FAO Apresiasi Kemajuan Pertanian dan Ketahanan Pangan Indonesia

Ilustrasi - Tanaman padi.(Pixabay)

Editor: Arif Sodhiq - Jumat, 21 Januari 2022 | 09:00 WIB

Sariagri - Perwakilan Food and Agriculture Organization (FAO) untuk Indonesia dan Timur Leste, Rajendra Aryal, mengapresiasi upaya peningkatan produksi pangan yang dilakukan Kementerian Pertanian (Kementan). Dia mengapresiasi program dan kebijakan Indonesia dalam memenuhi pangan masyarakat selama pandemi COVID-19. 

“Saya mengucapkan terima kasih dan penghargaan yang setinggi-tingginya atas kepemimpinan Bapak Menteri Pertanian yang sangat baik pada pertanian Indonesia, seperti yang kita tahu pertanian Indonesia mampu untuk tumbuh positif selama masa - masa pandemi,” ujar Aryal usai melakukan panen bersama Menteri Pertanian (Mentan) di Desa Karangpawitan, Kabupaten Karawang. 

Sebagai Perwakilan FAO di Indonesia dan Timor Leste, Aryal menyebut pandemi COVID-19 dan perubahan iklim menjadi tantangan besar dalam pemenuhan pangan bagi banyak negara di dunia.
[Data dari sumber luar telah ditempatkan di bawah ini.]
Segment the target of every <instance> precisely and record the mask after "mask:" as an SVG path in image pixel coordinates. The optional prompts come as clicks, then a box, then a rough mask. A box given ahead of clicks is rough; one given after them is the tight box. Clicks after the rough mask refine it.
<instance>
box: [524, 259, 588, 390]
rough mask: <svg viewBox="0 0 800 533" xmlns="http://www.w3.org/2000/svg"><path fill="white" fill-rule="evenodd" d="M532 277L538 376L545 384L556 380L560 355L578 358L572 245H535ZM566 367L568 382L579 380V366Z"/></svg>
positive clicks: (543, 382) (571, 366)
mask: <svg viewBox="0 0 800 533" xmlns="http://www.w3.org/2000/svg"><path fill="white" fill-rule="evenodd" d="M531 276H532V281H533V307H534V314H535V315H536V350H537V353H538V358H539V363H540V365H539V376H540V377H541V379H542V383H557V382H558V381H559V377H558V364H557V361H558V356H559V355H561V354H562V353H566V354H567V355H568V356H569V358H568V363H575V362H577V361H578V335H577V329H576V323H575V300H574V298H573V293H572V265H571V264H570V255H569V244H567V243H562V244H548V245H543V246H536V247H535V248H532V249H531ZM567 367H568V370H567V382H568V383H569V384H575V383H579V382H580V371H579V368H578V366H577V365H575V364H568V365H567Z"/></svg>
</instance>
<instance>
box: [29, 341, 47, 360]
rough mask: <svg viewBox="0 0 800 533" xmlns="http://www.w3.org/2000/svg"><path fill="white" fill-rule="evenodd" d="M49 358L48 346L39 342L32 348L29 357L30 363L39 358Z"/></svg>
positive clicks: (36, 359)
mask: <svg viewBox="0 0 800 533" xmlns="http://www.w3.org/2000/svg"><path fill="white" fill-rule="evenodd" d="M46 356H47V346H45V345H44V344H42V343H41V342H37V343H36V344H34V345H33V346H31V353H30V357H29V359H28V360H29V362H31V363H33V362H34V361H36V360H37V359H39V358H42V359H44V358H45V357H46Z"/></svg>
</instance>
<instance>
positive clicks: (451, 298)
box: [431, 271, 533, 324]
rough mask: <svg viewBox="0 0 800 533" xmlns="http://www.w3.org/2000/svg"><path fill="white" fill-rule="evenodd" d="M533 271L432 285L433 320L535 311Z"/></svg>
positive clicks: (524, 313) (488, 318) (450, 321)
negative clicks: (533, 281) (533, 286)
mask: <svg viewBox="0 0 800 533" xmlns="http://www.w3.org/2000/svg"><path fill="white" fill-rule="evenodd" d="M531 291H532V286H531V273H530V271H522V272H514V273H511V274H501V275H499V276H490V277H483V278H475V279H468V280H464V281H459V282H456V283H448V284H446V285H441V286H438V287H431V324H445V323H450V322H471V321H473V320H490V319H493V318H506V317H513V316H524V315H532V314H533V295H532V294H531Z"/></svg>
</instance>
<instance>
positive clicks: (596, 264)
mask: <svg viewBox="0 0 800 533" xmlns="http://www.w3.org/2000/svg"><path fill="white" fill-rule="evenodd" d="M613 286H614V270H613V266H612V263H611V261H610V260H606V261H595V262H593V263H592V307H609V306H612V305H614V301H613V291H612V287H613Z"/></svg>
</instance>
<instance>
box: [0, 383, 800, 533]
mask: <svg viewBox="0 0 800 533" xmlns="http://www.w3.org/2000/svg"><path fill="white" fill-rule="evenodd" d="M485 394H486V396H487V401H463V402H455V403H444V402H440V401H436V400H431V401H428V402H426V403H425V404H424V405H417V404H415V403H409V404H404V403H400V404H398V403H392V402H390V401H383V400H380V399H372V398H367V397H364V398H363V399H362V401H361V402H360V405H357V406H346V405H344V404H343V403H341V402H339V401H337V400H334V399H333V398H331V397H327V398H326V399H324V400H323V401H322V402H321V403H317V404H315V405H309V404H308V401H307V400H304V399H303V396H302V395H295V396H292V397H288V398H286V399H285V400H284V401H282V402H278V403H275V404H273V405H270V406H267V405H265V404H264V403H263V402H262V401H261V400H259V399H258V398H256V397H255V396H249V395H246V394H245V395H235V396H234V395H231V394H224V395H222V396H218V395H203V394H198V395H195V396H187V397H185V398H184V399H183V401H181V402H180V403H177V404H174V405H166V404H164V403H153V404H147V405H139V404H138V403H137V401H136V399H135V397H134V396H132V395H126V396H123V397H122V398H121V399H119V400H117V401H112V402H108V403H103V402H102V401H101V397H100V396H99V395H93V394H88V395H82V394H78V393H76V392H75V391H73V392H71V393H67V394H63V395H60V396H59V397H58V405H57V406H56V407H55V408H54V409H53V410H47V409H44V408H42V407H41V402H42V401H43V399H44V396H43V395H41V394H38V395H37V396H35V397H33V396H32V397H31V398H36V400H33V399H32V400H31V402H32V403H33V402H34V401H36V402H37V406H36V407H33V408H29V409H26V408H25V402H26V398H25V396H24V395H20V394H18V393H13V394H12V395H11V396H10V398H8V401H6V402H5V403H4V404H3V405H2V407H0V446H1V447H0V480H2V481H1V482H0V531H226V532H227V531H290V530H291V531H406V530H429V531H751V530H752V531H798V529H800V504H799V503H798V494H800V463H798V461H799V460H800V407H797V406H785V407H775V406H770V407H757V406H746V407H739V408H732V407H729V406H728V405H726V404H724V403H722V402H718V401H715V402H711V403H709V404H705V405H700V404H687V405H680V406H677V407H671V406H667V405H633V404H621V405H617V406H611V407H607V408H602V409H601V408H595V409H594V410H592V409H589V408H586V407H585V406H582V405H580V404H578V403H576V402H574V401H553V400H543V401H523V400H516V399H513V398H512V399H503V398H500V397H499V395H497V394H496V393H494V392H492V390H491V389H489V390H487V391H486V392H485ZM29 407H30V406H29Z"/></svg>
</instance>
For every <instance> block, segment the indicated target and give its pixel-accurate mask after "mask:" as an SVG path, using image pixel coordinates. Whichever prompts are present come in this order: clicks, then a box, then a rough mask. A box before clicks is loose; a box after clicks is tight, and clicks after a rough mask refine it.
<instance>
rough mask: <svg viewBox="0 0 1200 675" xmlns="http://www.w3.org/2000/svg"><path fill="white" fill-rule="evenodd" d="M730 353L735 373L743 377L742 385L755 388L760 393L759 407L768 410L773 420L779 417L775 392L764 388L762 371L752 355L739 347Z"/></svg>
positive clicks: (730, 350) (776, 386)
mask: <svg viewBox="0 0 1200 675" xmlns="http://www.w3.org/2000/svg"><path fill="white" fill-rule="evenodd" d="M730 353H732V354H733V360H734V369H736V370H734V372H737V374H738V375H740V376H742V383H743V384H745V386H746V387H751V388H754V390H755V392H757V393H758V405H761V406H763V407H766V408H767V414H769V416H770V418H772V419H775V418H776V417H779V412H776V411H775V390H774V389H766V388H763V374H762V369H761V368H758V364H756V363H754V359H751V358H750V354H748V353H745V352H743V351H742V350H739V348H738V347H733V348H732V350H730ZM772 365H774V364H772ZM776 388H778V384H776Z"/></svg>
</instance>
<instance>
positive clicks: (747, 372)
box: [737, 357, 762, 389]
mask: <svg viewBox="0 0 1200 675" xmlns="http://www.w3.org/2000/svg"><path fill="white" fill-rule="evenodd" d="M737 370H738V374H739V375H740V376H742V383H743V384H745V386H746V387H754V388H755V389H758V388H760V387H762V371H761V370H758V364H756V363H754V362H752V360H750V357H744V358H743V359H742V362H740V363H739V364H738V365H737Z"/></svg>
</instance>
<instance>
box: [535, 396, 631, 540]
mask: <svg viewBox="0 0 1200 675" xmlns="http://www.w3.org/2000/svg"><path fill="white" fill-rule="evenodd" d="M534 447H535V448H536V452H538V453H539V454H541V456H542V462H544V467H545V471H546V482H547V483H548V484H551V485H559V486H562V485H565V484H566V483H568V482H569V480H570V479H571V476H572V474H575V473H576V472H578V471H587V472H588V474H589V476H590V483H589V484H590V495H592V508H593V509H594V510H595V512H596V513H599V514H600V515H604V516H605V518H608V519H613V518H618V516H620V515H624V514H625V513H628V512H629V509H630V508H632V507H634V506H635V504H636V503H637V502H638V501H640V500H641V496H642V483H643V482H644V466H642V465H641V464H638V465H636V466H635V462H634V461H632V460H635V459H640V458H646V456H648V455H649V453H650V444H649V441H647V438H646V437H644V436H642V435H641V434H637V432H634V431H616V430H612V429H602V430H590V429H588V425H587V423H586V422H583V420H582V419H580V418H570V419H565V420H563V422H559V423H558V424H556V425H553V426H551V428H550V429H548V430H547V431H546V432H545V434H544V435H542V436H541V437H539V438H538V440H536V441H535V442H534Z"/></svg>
Dia menekankan sebagai "closed collaborator" pihaknya akan mendukung penuh Kementan dalam mewujudkan ketahanan pangan. 

“Seperti yang pak Menteri katakan kami bekerja sama dengan kuat dalam melakukan transformasi pada sistem pertanian Indonesia dan FAO selalu siap sedia untuk memberikan technical support bagi pertanian Indonesia dan kami akan mengkoneksikannya dengan rencana kerja FAO baik secara jangka pendek maupun jangka panjang,” jelasnya. 

Pada kesempatan yang sama, Menteri Pertanian Syahrul Yasin Limpo mengatakan pihaknya bersama FAO akan melakukan berbagai akselerasi untuk pertanian di Indonesia. Mentan mengakui pandemi dan perubahan iklim menjadi tantangan besar bagi pertanian di banyak negara. Dia berharap dukungan FAO dapat memperkuat sektor pertanian termasuk dalam hal inovasi dan teknologi kedepan. 

Baca Juga: FAO Apresiasi Kemajuan Pertanian dan Ketahanan Pangan Indonesia
Kapolri Apresiasi Capaian Kementan Surplus Produksi Beras 9,7 Juta Ton

“Kerja sama kami bersama FAO adalah melakukan mitigasi terhadap tantangan perubahan iklim yang ekstrim, seperti melakukan mekanisasi, ataupun menciptakan varietas-varietas yang tahan cuaca, dan kami ajak FAO hari ini ke lapangan untuk bersama-sama menyaksikan bagaimana potensi panen dan produksi padi di Kabupaten Karawang sebagai salah satu wilayah penghasil beras terbesar,” kata Syahrul. 

Berdasakan angka sementara Badan Pusat Statistik (BPS), capaian produksi beras 2021 sebanyak 31,69 juta ton, naik 0,35 juta ton atau 1,12% dibandingkan tahun 2020. Surplus pada tahun 2021 diperkirakan 1,65 juta ton. Jika ditambah dengan stok awal tahun 2021 (carry over tahun 2020) 7,32 ton, total surplus beras tahun ini lebih dari 9 juta ton.